In large part, it comes down to a symbiotic relationship with microorganisms that live in the deer’s specialized digestive system. These microorganisms are able to digest cellulose. The deer provide the plants, the microorganisms break it down into a form that the deer can digest.
How exactly does this happen?
Deer eat fast. When they’re out eating, they chew their food just enough to swallow it, then the food enters the 1st chamber of the deer’s 4 chambered stomach.
That first chamber is known as the rumen. It’s the storage space within the deer’s stomach. They’ll eat their fill, then go find a safe place to sit and digest their food at a later time.
Deer bring the food back up into their mouth and chew it again. This is known as chewing their cud. It’s also called ruminating, and animals that do this are called ruminants.
When the deer swallows the food for the second time, it enters the 2nd chamber of the stomach called the reticulum. This is where those microorganisms live. They attack the chewed food in a process known as fermentation. This is when that indigestible cellulose is broken down into a simpler form that the deer can digest. (Fun fact: fermentation produces the gas methane, which the deer must discharge regularly by burping, or, you know…)
The cud is then regurgitated and chewed for a second time. When it’s swallowed this time around, it enters the 3rd chamber of the stomach known as the omasum. This is where water is absorbed. Next, the cud enters the last chamber, the abomasum, where the food is further digested by gastric juices. Gastric juices are liquids, like the acids in our stomachs, that help digest food.

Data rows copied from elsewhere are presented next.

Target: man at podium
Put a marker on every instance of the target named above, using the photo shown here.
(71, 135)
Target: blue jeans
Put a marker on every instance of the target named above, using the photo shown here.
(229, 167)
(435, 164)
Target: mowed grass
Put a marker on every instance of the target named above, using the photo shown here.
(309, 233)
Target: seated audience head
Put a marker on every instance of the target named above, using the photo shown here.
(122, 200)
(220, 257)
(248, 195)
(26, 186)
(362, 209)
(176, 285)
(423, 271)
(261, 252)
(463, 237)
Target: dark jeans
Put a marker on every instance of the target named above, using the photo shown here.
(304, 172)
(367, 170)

Finally, the food moves on to the intestines. That’s when it’s absorbed by the deer’s body and the deer receives all of the nutrients. Once all possible nutrients are absorbed, the rest are passed as waste droppings.

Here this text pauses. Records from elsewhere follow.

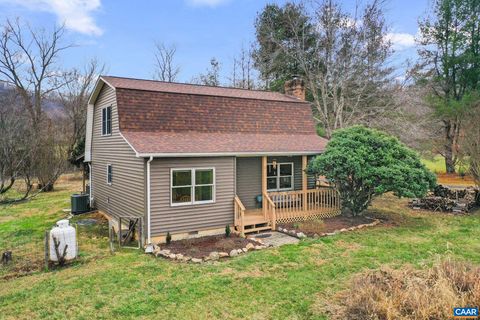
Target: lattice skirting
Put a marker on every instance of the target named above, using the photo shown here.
(305, 216)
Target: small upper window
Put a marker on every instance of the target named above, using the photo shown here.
(192, 186)
(109, 174)
(106, 121)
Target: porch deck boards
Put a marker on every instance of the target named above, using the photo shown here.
(254, 216)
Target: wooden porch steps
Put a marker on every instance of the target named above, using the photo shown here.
(254, 221)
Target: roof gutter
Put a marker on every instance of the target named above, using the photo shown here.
(226, 154)
(149, 235)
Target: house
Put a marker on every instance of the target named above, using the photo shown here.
(191, 159)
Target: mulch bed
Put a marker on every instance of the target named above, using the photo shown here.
(328, 225)
(201, 247)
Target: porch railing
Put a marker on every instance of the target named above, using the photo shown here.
(239, 210)
(303, 204)
(270, 210)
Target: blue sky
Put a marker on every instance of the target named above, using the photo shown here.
(122, 33)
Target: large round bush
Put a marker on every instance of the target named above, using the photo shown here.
(363, 163)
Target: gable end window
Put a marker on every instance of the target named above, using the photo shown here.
(280, 176)
(107, 121)
(109, 174)
(192, 186)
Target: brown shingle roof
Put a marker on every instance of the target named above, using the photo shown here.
(225, 143)
(173, 87)
(164, 118)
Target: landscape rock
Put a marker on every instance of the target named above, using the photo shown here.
(214, 255)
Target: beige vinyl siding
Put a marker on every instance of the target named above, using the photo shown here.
(190, 218)
(126, 195)
(249, 177)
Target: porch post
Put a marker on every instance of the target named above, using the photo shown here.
(264, 182)
(304, 182)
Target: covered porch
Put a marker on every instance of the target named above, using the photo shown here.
(309, 202)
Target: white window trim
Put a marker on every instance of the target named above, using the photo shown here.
(109, 165)
(192, 187)
(278, 177)
(111, 122)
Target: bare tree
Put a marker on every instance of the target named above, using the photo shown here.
(28, 61)
(74, 99)
(242, 75)
(346, 69)
(165, 67)
(211, 77)
(16, 144)
(470, 140)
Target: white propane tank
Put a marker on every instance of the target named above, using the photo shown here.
(67, 236)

But wait, it’s not as simple as all that.
A deer can starve to death with a full stomach.
Because certain types of plant matter can take so long to digest, the deer could feasibly die of starvation while waiting for the body to process the nutrients.

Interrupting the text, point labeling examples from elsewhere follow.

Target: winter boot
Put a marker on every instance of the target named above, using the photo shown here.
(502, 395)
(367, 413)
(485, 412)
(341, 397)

The microorganisms in deer digestive systems gradually change throughout the year and are specific to the food that is naturally available. As the seasons change, so do the plants that are available as food for deer. Eating different foods with each season means the deer’s digestive structures have to change in order to process the nutrients. Things such as the amount of saliva a deer produces and the size and lining of the rumen change from one season to the next.
This change is not instant. It takes a few weeks for a deer’s stomach to adapt.
If a deer fills its stomach with hay, corn, or wet cob—products people use to artificially feed deer, and the deer don’t have enough of the hay- and corn- digesting microorganisms in their gut to digest the food, they can starve to death with a full stomach.
Feeding deer can also spread disease. Being abnormally close to one another allows contagious diseases or parasites to spread more easily through direct contact and even through saliva.